Oracle have announced Project Valhalla for Java. This is an experimental OpenJDK project to develop major new features for Java that require both changes to the language syntax and VM-level support. Valhalla project lead Brian Goetz stressed that this is an early-stage experimentation project, and that the community should not necessarily expect any Valhalla technology to be available as part of JDK 9 (scheduled for 2016). The project is similar in intent to some existing OpenJDK projects such as Project Lambda and the DaVinci Machine project (which led to the invokedynamic functionality released in Java 7).
One of the initial features being discussed for Valhalla is a major overhaul of Java's generics. Current versions of Java only allow generic types to contain reference types, and the Java compiler removes the detail of the contained type during compilation. This approach to generic typing (known as type erasure) has been one of the most heavily criticised features of Java's type system.
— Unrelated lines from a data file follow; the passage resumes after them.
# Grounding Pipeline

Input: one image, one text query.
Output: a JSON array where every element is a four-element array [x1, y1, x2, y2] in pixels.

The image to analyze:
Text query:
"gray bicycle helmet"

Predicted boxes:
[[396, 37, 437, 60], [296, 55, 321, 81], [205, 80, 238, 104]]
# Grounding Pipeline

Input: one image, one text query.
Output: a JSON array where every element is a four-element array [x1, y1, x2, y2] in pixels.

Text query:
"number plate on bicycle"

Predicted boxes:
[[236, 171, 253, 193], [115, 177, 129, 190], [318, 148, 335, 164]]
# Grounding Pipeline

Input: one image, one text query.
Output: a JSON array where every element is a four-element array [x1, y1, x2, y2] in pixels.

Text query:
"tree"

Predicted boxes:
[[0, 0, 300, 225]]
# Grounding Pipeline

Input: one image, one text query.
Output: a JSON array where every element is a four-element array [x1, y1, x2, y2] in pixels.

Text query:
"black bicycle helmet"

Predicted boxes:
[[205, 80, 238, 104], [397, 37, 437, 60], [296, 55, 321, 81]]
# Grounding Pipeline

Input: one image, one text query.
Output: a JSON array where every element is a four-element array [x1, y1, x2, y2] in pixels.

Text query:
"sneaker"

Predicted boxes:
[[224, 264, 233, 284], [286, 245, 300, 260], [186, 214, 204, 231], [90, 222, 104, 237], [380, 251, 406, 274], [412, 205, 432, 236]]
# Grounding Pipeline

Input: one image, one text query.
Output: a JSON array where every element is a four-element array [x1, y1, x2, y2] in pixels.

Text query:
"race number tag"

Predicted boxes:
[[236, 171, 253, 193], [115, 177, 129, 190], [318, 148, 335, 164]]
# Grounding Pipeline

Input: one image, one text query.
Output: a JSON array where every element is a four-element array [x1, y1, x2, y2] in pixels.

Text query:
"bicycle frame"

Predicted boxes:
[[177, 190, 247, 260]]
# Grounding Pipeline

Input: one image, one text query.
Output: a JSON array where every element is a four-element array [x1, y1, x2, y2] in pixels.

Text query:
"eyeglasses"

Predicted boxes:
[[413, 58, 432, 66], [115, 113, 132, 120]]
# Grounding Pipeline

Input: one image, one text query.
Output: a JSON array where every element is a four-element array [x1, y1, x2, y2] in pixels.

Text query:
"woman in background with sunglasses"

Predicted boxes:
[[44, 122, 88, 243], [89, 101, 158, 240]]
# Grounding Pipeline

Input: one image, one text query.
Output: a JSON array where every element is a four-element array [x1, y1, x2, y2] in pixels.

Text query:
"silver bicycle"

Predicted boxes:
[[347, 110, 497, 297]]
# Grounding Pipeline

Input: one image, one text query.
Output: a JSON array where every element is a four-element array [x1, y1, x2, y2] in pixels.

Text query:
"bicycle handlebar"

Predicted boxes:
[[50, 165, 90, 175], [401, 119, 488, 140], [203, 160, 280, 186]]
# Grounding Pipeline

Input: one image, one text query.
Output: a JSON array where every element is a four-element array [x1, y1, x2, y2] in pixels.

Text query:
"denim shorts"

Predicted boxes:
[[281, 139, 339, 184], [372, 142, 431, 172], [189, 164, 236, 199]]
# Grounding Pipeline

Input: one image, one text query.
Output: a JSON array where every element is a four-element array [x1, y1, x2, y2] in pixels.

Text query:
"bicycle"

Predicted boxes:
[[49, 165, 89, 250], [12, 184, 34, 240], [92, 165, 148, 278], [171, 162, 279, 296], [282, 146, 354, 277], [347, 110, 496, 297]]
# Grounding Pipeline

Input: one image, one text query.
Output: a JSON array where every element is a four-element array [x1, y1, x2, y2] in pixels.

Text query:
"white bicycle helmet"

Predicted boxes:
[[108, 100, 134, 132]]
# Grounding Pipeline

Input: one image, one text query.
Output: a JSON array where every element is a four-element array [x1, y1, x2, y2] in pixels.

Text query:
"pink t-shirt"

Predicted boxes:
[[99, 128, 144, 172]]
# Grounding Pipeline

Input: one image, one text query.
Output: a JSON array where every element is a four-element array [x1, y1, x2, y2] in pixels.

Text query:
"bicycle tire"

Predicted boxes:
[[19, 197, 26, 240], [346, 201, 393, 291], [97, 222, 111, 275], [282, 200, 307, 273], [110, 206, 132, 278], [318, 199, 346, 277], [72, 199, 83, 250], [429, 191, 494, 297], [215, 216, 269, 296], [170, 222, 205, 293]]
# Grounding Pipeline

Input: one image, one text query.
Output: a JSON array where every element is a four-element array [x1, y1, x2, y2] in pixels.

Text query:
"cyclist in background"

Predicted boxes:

Project Valhalla will explore a new apporoach to generic typing, and hopes to produce a new form of generic typing that allows developers to use generic collections of primitive types. The aim will be for types such as List<int> to be valid Java in some future release of the JDK. This feature, known as generic specialization, is already present in some other JVM languages and Java developers have been asking for it since generics first shipped with JDK 5.
The other big feature currently proposed for Valhalla is value types. These are intended to combine some of the properties of Java's object and primitive types, but to do so in such a way that developers can treat them as though they were just a new kind of user-defined primitive type. John Rose, Brian Goetz and Guy Steele have published an initial proposal for value types here.